Village Hall Auxiliary Hospital
 117 High Street, Orpington, Kent BR6 0LG
Medical dates:

Medical character:
1914 - 1919

Convalescent (military)
When the Kent/108 Voluntary Aid Detachment was mobilized on 14th October 1914, it quickly set up a hospital with 30 beds in the Village Hall in Orpington.  The first patients to be received were wounded Belgian soldiers.

The Hospital closed in March 1919.  During its operational lifetime some 1,489 patients had received treatment; not one had died.

In 1919 the Commandant and Lady Superintendent, Mrs Catherine Maud King Tennyson-Smith, was awarded the Royal Red Cross in recognition of her nursing services.

Present status (February 2012)

The Village Hall, built in 1890, contained a concert hall which could seat an audience of 350, as well as various small meeting rooms and a kitchen.  In 1962 it was severely damaged by fire and had to be demolished.  Its site was sold and Templegate House, an office block, was built in its place.

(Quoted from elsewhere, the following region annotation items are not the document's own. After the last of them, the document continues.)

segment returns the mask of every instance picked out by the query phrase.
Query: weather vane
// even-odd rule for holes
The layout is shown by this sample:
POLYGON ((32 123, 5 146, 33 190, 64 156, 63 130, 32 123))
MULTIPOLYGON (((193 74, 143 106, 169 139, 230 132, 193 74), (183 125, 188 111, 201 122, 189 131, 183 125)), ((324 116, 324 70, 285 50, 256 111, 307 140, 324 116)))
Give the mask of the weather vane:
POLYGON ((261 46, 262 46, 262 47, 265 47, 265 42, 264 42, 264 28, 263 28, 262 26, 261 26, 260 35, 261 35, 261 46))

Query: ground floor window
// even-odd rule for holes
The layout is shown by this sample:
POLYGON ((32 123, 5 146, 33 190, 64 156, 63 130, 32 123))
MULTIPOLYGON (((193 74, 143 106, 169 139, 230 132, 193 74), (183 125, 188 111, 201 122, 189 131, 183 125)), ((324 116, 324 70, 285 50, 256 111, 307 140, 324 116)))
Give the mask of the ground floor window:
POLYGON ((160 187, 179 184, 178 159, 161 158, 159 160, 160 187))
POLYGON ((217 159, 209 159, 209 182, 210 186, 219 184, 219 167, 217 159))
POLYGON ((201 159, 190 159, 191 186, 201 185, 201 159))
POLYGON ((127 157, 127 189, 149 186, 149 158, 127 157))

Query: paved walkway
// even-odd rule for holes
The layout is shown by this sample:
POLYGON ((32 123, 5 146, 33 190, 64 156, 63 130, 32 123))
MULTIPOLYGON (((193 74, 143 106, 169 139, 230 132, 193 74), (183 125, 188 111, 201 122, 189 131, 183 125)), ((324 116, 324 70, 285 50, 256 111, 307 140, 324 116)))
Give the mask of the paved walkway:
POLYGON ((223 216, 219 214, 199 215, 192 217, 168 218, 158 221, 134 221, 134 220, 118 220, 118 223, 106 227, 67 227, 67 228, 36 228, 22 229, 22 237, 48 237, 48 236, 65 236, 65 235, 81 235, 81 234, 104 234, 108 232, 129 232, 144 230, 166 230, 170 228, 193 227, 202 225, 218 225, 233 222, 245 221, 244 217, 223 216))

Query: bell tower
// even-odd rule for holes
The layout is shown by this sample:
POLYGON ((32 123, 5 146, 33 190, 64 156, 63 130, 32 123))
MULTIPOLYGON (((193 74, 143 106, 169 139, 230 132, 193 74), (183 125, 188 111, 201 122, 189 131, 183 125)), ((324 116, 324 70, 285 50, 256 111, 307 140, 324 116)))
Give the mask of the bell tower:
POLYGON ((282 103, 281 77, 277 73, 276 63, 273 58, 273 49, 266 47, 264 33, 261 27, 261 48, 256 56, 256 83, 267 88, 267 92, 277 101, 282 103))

A new Village Hall was eventually built in 1982 at the opposite end of the High Street.  This building in its turn was replaced in 2010.

Templegate House
Templegate House.

References (Accessed 8th March 2014)

(Author unstated) 1919 Honours for nurses.  British Journal of Nursing, 16th August, 104.

Creswick P, Pond GS, Ashton PH 1915 Kent's Care for the Wounded.  London, Hodder & Stoughton.